The Beauty of Balustrades

27 April 2016

In more confined hallways a glass balustrade is an excellent way of creating a light and airy feeling to your stairs generating a sense of spaciousness.

Their primary function is to provide safety, however it can be just as important to ensure the balustrade injects personality and character into a property. There are a numerous different styles which can be achieved; contemporary, or traditional, all of which can be designed in a various materials.

Thin metal vertical wires as a contemporary option for balustrades convey both lightness and strength providing great visual aesthetics. Additionally using paint to cover the balustrade structure can help match your design for example, using earthy colours on a farmhouse balustrade references its rural surroundings.

For a more traditional style, timber balustrades can add character and strength to your design. It is probably the most common material used for balustrades because of the simplicity and finishes available, such as varnishes and waxes.

IQ Glass design, fabricate and install glass balustrades perfect for a contemporary design.

glass balustrades

Requirements and Regulations

The vertical ‘riser’ of the step is allowed a rise of 15 to 22cm and the maximum pitch of a staircase is 42 degrees. The building regulations also states that the rise has to be the same for every step within the flight of stairs.

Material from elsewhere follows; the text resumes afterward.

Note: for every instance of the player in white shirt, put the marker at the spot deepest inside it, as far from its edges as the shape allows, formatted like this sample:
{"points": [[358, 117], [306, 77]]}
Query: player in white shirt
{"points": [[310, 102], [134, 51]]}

It is possible for stairs to have ‘open risers’ but these must have a rounded edge to the step ‘nosing’ of at least 16mm. The more restrictive condition for approved building regulations is that a 10cm ball cannot pass through the ‘open risers’. Additionally the headroom above any flight of stairs must be at least two metres high - measured from the ‘pitch line’ not the ‘tread’. The pitch line is an imaginary line along the tip of the nosing of the treads. This is then where the headroom is measured from the height above the nosing of a tread to the ceiling above it.

Regulations are crucial as stairs are the most hazardous features in buildings, with 80 per cent of falls occurring in descent. Therefore, one handrail is required for stairs less than one metre wide and handrails on both sides for wider stairs. Though, in general terms domestic stairs are usually 90cm wide.